La noticia del fallecimiento de Lisandro Otero, un duro golpe para todos quienes lo conocieron, la recibí hoy con tanta emoción que desde ese momento permanece fija en mi mente la imagen de su rostro y su mirada profunda.
Mi primera aproximación a este hombre de letras y agudo analista político -combinación ideal en un divulgador revolucionario como él- fue con su novela La situación, Premio Casa de las Américas 1963.
El impacto de esa obra, que circuló de mano en mano entre aquella primera oleada de becarios del flamante gobierno revolucionario de Cuba, caló hondo en quienes entonces incursionábamos en la literatura mediante las minibibliotecas creadas en cada albergue.

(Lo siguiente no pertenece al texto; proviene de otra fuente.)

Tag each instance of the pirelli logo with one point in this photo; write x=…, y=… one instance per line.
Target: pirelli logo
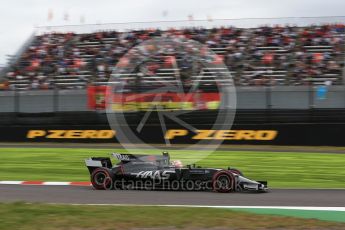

Después, familiarizado con la trayectoria del autor, no fue extraño que devorara Pasión de Urbino y En ciudad semejante, buscara sus artículos, leyera la revista INRA- luego pasó a llamarse Cuba- y la trascendente Revolución y Cultura.
Una intensa vida diplomática lo llevó a muchos destinos como funcionario, sin dejar a un lado ni por un momento su febril actividad y batalla por la cultura y la divulgación de la obra de la Revolución en esa esfera vital.
Tras su paso por Londres como Consejero Cultural (1974-1976) publica Temporada de Angeles, una incursión en la historia de Inglaterra del siglo XVII y la esencia del poder político, que bien puede referirse al mundo contemporáneo.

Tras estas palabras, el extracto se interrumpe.